🤖 AI Summary
Large language models (LLMs) frequently generate erroneous content during reasoning, and existing self-correction approaches suffer from unreliable error localization signals and myopic inference caused by autoregressive, token-by-token decoding. To address these limitations, we propose Feedback-Triggered Regeneration with Long-Term Multi-path decoding (FTR-LTM), a novel self-correction framework featuring two core innovations: (1) a feedback-triggered regeneration mechanism that leverages external negative feedback—rather than error-prone internal self-assessment—to halt error propagation; and (2) long-term multi-path decoding, which defers sequence-level evaluation to enable parallel exploration of multiple reasoning paths, thereby overcoming the constraints of conventional single-step prediction. Evaluated on mathematical reasoning and code generation benchmarks, FTR-LTM consistently outperforms state-of-the-art prompt-based self-correction methods, delivering robust and sustained performance gains.
📝 Abstract
Large Language Models (LLMs) have achieved remarkable performance across diverse tasks, yet their susceptibility to generating incorrect content during inference remains a critical unsolved challenge.
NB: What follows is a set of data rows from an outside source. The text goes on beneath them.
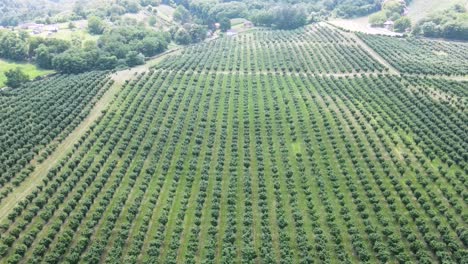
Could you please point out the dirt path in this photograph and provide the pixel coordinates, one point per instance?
(119, 78)
(20, 192)
(361, 43)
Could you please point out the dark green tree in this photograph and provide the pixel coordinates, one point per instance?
(16, 77)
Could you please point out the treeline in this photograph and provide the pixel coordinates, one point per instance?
(276, 14)
(120, 46)
(450, 24)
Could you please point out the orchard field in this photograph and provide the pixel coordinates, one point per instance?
(268, 147)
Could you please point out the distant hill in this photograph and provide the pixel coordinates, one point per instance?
(420, 9)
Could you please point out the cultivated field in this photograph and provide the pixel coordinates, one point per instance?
(31, 70)
(269, 147)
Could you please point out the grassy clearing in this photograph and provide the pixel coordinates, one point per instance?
(419, 9)
(30, 69)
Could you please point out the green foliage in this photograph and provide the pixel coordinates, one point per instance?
(225, 24)
(152, 21)
(378, 19)
(181, 14)
(96, 25)
(13, 46)
(402, 24)
(450, 24)
(288, 146)
(421, 56)
(182, 37)
(356, 8)
(134, 58)
(281, 17)
(16, 77)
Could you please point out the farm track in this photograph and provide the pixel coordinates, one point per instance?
(66, 146)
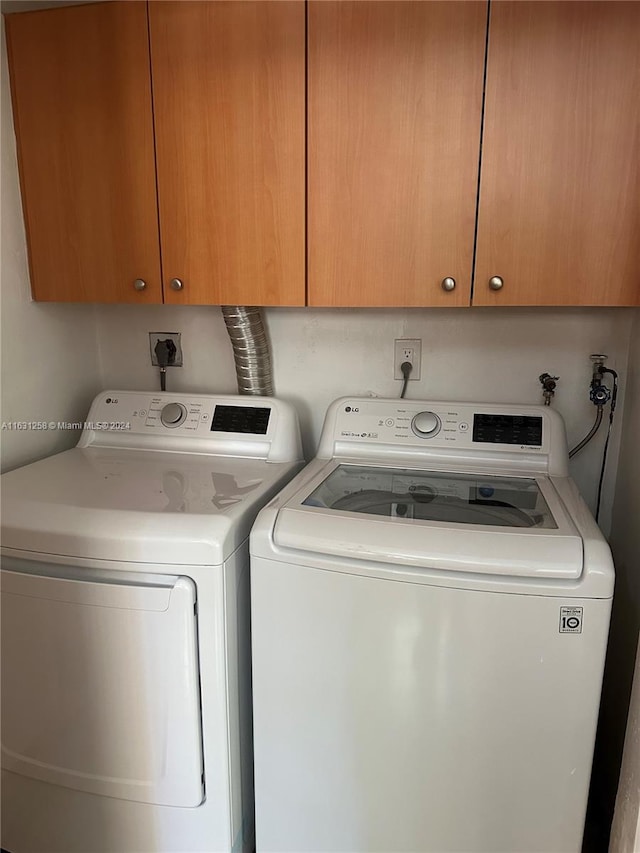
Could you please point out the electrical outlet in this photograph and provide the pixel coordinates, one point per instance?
(407, 349)
(154, 337)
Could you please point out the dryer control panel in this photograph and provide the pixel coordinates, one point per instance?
(231, 425)
(375, 426)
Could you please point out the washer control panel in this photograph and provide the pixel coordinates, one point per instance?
(173, 414)
(361, 425)
(426, 424)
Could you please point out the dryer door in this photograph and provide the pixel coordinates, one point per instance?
(100, 684)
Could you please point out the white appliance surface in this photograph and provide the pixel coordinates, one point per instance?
(430, 608)
(126, 719)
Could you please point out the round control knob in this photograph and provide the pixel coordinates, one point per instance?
(173, 414)
(426, 424)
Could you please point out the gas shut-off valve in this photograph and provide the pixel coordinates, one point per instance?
(599, 394)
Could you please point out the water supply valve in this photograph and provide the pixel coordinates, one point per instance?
(549, 384)
(599, 394)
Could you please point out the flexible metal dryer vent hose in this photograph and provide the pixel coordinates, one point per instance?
(250, 349)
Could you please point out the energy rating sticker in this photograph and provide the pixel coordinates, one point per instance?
(571, 620)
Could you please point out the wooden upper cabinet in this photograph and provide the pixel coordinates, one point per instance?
(229, 101)
(559, 213)
(82, 107)
(395, 98)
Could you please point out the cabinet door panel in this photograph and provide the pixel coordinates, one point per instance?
(229, 101)
(559, 216)
(82, 106)
(395, 95)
While self-correction methods offer potential solutions, their effectiveness is hindered by two inherent limitations: (1) the absence of reliable guidance signals for error localization, and (2) the restricted reasoning depth imposed by conventional next-token decoding paradigms. To address these issues, we propose Feedback-Triggered Regeneration (FTR), a novel framework that synergizes user feedback with enhanced decoding dynamics. Specifically, FTR activates response regeneration only upon receiving negative user feedback, thereby circumventing error propagation from faulty self-assessment while preserving originally correct outputs. Furthermore, we introduce Long-Term Multipath (LTM) decoding, which enables systematic exploration of multiple reasoning trajectories through delayed sequence evaluation, effectively overcoming the myopic decision-making characteristic of standard next-token prediction. Extensive experiments on mathematical reasoning and code generation benchmarks demonstrate that our framework achieves consistent and significant improvements over state-of-the-art prompt-based self-correction methods.